I wish you could have seen his face when dream makers of RFAD presented Josh with tickets to Comic Con. We saw a smile bigger than any we had seen since he was diagnosed. He was green with nausea and fatigue and still his grin lit up the room.
And something changed. Now it could have been the chemo working, or the after effects of radio embolization or the new diet he’d embraced or it could have been that he had something to look forward to. You see he started planning at a really practical level. He realised he’d need to be stronger to enjoy Comic Con. He started eating – even when he felt terrible. He started walking with me each day, to prove to me that he wouldn’t need a wheel chair for the event.
And since returning from New York he hasn’t stopped planning. Now he’s planning to ace his November exams, he’s planning how he will get back to swimming and archery next year. He’s even planning which university he will go to.
We began to feel guilty that RFAD had invested so much in this kid who seemed to be getting better! I called Julia who laughed at me and told me that this is the point.
This is great for Josh and me but what is in it for you and for people like you who give so much to these kids?
At worst, cancer will win and you will have the satisfaction of knowing that Josh, and kids like him, got to do that one thing they had always dreamt of.
And that is enough.
But at best, and I believe in the best, you have changed Joshua’s prognosis. Every minute he is planning for the future is isn’t dying. He might live a little longer because of RFAD or even long enough for a cure to be found.
Either way his life has been changed because he (and the people around him) have had first hand experience of your kindness.

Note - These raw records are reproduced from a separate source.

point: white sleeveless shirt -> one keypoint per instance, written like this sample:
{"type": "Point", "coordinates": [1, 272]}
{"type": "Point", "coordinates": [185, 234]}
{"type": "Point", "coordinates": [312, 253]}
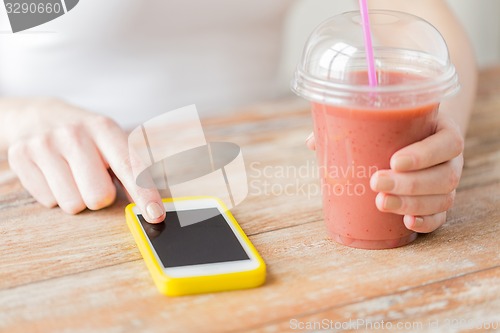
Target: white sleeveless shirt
{"type": "Point", "coordinates": [134, 59]}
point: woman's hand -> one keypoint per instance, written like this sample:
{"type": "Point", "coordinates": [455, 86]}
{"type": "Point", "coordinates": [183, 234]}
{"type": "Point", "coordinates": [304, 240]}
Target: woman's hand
{"type": "Point", "coordinates": [423, 178]}
{"type": "Point", "coordinates": [63, 155]}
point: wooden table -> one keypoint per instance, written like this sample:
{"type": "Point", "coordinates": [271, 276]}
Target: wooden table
{"type": "Point", "coordinates": [62, 273]}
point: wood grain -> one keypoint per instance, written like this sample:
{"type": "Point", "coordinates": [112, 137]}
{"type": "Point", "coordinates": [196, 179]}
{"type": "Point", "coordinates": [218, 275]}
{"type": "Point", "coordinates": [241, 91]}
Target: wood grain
{"type": "Point", "coordinates": [62, 273]}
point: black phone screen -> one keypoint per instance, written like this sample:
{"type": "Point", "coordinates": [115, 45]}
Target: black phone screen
{"type": "Point", "coordinates": [209, 241]}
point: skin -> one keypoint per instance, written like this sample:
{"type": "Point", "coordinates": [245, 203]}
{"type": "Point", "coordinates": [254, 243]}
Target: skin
{"type": "Point", "coordinates": [69, 157]}
{"type": "Point", "coordinates": [423, 178]}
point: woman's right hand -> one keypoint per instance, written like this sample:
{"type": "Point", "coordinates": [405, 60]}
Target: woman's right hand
{"type": "Point", "coordinates": [63, 156]}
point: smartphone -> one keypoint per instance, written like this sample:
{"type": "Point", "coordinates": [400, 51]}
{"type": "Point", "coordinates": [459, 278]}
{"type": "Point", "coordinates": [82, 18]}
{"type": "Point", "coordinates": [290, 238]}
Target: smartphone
{"type": "Point", "coordinates": [198, 248]}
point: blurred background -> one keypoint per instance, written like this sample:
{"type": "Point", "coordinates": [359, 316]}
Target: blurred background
{"type": "Point", "coordinates": [480, 19]}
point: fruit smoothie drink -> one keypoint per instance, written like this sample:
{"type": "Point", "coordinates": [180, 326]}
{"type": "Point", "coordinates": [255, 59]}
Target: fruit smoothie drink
{"type": "Point", "coordinates": [351, 145]}
{"type": "Point", "coordinates": [358, 126]}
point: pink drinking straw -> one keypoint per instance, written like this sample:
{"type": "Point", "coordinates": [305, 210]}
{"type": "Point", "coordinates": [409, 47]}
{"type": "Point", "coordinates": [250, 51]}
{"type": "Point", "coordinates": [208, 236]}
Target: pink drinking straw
{"type": "Point", "coordinates": [367, 34]}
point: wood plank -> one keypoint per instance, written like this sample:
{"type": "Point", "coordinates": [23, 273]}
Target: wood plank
{"type": "Point", "coordinates": [433, 307]}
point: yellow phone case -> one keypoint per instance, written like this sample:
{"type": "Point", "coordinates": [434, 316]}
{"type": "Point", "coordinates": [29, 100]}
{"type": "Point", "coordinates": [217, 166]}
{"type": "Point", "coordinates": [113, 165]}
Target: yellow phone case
{"type": "Point", "coordinates": [175, 286]}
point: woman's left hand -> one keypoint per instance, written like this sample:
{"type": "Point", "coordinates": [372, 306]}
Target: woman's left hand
{"type": "Point", "coordinates": [423, 178]}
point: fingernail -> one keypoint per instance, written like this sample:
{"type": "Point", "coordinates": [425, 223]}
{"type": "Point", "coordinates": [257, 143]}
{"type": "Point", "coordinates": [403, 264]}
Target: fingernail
{"type": "Point", "coordinates": [392, 202]}
{"type": "Point", "coordinates": [418, 222]}
{"type": "Point", "coordinates": [383, 183]}
{"type": "Point", "coordinates": [154, 210]}
{"type": "Point", "coordinates": [402, 163]}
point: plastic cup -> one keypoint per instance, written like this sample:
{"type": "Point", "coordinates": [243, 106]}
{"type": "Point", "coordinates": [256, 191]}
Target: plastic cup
{"type": "Point", "coordinates": [357, 127]}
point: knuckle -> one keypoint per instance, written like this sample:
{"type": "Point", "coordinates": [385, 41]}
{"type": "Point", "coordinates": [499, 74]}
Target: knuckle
{"type": "Point", "coordinates": [453, 180]}
{"type": "Point", "coordinates": [104, 123]}
{"type": "Point", "coordinates": [47, 202]}
{"type": "Point", "coordinates": [72, 208]}
{"type": "Point", "coordinates": [448, 202]}
{"type": "Point", "coordinates": [71, 132]}
{"type": "Point", "coordinates": [458, 143]}
{"type": "Point", "coordinates": [412, 186]}
{"type": "Point", "coordinates": [40, 144]}
{"type": "Point", "coordinates": [16, 153]}
{"type": "Point", "coordinates": [101, 200]}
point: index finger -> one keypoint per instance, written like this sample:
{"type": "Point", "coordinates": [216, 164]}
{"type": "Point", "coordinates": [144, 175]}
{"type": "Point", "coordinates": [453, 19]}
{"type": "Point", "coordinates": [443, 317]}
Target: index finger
{"type": "Point", "coordinates": [446, 144]}
{"type": "Point", "coordinates": [111, 141]}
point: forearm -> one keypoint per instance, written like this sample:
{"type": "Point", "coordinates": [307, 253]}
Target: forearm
{"type": "Point", "coordinates": [21, 118]}
{"type": "Point", "coordinates": [458, 107]}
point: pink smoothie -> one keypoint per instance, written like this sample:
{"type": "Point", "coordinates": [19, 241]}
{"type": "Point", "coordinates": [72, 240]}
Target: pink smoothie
{"type": "Point", "coordinates": [352, 144]}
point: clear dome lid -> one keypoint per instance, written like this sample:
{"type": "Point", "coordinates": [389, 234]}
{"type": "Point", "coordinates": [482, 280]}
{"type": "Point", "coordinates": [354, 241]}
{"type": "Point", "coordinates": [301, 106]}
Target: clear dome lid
{"type": "Point", "coordinates": [411, 59]}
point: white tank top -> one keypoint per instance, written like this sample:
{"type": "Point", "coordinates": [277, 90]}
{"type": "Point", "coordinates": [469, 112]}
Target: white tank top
{"type": "Point", "coordinates": [134, 59]}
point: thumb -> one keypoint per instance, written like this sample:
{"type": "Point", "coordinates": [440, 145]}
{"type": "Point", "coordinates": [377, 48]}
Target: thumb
{"type": "Point", "coordinates": [112, 142]}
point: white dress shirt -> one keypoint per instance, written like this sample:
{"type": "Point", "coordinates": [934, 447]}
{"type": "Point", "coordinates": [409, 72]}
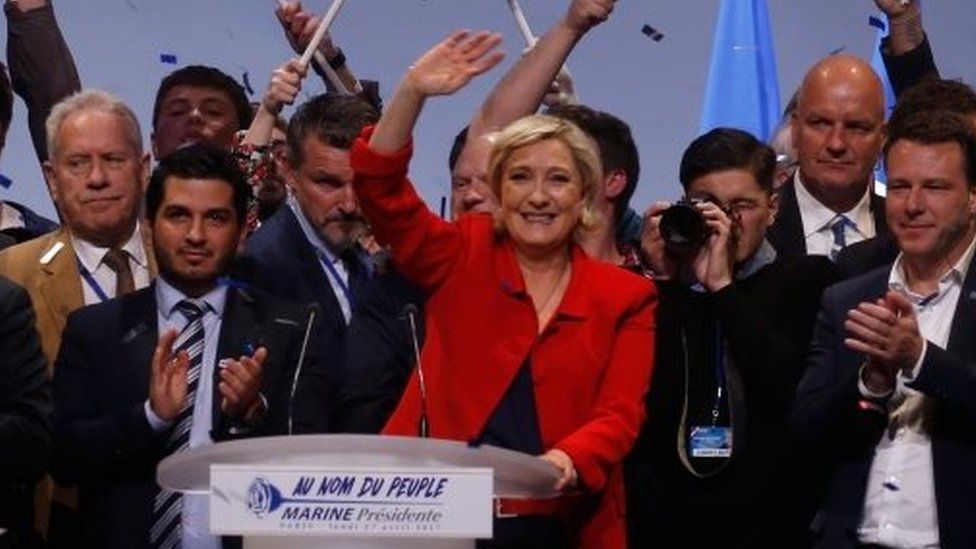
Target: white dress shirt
{"type": "Point", "coordinates": [338, 275]}
{"type": "Point", "coordinates": [817, 220]}
{"type": "Point", "coordinates": [91, 258]}
{"type": "Point", "coordinates": [899, 504]}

Comic Con was AWESOME – but the real gift has been in experiencing such extreme and unexpected kindness in a way we could never have imagined.
Josh is an amazing child (I know this I am his mother). He has always been bright and ambitious and enthusiastic but through this experience he has also learnt about the power of kindness. Of how it feels to experience kindness and what it means to do good for someone else just because you can. And he knows – I know – that in our darkest hour it isn’t grades, or money or success that have given us the courage to put one foot into front of the other and keep going. It’s the kindness that we experienced.
So…thank you for fulfilling Joshua’s dream and thank you a thousand times more for the lesson in kindness that we have received.
Our lives, be they long or short, have been made immeasurably richer because of the Reach for a Dream Foundation.